One thing that occurred to me is that if I can have a flower pot in my tank, the base of the flower pot should also be fine.

These come in different sizes at Dollarama, in packages of 2 or 3 for $1. They're heavy enough to stay down on their own, and seem inert enough to put in the tank.

Any thoughts and feedback on this? Thanks!


----------



## bob123 (Dec 31, 2009)

Great idea I have been using them for years.


----------



## Fishfur (Mar 4, 2012)

Those clay saucers should be quite safe. You can always sanitize them if you have any concerns about anything they may have come in contact with, but they are made of exactly the same stuff as a basic flower pot. Baked terra cotta.. so they're harmless and last nearly forever. 

You can get them with a baked on glaze on the inside of the saucer too. That makes them waterproof. It's handy if they're being used as plant saucers, and it also makes it very easy to clean them now and then. The glaze, btw, does not dissolve in water, so it should be quite harmless.


----------



## pyrrolin (Jan 11, 2012)

Isn't there lead in clay pots that can poison fish?


----------



## bob123 (Dec 31, 2009)

I have been led to believe that the glazing on the saucers may contain lead. I don't know for sure and I only use unglazed saucers.


----------



## Fishfur (Mar 4, 2012)

Lead's not good, that's for sure. If they're made in Mexico it may be possible that lead was used. 

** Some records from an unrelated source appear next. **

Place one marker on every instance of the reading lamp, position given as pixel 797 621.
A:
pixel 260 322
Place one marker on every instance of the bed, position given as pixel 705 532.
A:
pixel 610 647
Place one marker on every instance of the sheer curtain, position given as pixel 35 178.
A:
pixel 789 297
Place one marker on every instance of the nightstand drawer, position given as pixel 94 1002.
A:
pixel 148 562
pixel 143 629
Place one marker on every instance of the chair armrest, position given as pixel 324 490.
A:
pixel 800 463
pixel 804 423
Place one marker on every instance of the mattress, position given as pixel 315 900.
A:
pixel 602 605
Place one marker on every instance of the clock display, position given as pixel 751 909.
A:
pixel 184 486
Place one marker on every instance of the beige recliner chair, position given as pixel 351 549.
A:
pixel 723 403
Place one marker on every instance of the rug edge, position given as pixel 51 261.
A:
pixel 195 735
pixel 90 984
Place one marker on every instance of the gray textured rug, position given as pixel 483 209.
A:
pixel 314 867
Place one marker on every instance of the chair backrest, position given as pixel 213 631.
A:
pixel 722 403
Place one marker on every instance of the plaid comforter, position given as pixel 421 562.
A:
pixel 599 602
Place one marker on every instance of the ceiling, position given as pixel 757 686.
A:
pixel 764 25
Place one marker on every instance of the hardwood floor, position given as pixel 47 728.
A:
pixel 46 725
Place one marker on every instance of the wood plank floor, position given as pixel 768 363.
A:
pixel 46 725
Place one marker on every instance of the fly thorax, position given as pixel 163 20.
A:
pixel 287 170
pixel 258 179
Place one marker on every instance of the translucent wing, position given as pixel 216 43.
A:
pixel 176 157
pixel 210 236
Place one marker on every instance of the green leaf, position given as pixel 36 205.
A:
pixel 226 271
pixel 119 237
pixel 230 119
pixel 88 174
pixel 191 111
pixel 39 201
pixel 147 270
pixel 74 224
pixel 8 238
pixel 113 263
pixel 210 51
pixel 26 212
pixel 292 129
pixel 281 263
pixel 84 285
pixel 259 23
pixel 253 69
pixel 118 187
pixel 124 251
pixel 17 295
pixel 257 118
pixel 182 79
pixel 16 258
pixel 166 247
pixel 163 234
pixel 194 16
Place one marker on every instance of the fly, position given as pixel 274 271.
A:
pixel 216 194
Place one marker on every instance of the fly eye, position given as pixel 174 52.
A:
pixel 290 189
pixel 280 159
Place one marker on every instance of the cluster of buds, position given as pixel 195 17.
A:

But so far as I know, lead is mainly used in brightly coloured glazes, not the simple clear one on the pots. That's the main use for it, to get bright colours. If you recall, police cars used to be a distinctive bright yellow ? They switched to the white ones we have now because the only way to get that colour yellow was to use lead in the paint. Bad for the paint workers and also for the body shop guys when the paint was damaged, just like in old houses with lead paint.

It is why many of those really pretty pottery pieces you can get from Mexico are not food safe. 

If it's made in Italy, there'd be no lead.


----------